A few months ago, Twitter was still treating Donald Trump's statements on its platform like a raw egg. Only when it became clear that the incumbent US president was unlikely to be able to defend his office did the social media retaliate.
Facebook took Trump's page down for a fortnight and Twitter banned the president from its platform for good. Shortly before taking office, Donald Trump now has some fires he himself has stoked to put out.
Facing imminent impeachment proceedings for "inciting sedition", US President-elect Donald Trump has lost his most important communication platform with a Twitter ban.
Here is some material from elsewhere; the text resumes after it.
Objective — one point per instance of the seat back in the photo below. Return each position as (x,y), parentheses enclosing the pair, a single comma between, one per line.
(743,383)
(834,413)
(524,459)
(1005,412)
The short message service announced on Friday evening (local time) that Trump's account @realDonaldTrump would be permanently blocked.
The reason was the "risk of further incitement to violence" after Trump supporters stormed the Capitol in Washington. Critics accuse the Republican of inciting his supporters. Democrats in the House of Representatives are therefore pushing ahead with preparations for possible impeachment proceedings.
Trump's term ends on 20 January with the swearing-in of Democrat Joe Biden. Twitter has been Trump's most important communication platform by far. Via his account @realDonaldTrump, he had addressed his more than 88 million followers directly, sometimes dozens of times a day. The tweets on the account were no longer accessible on Friday evening. Twitter cited two Trump tweets from Friday as the reason for the new block, which in the company's view violated the directive prohibiting the glorification of violence.
Knock-outs on the Twitter share
Trump made serious accusations against Twitter. In a statement distributed through White House reporters, Trump said: "Twitter employees colluded with Democrats and the radical left in removing my account from their platform to silence me - and you, the 75 million great patriots who voted for me." He did not provide evidence for his accusation. Trump announced they were in negotiations with several other websites and were also considering building their own platform.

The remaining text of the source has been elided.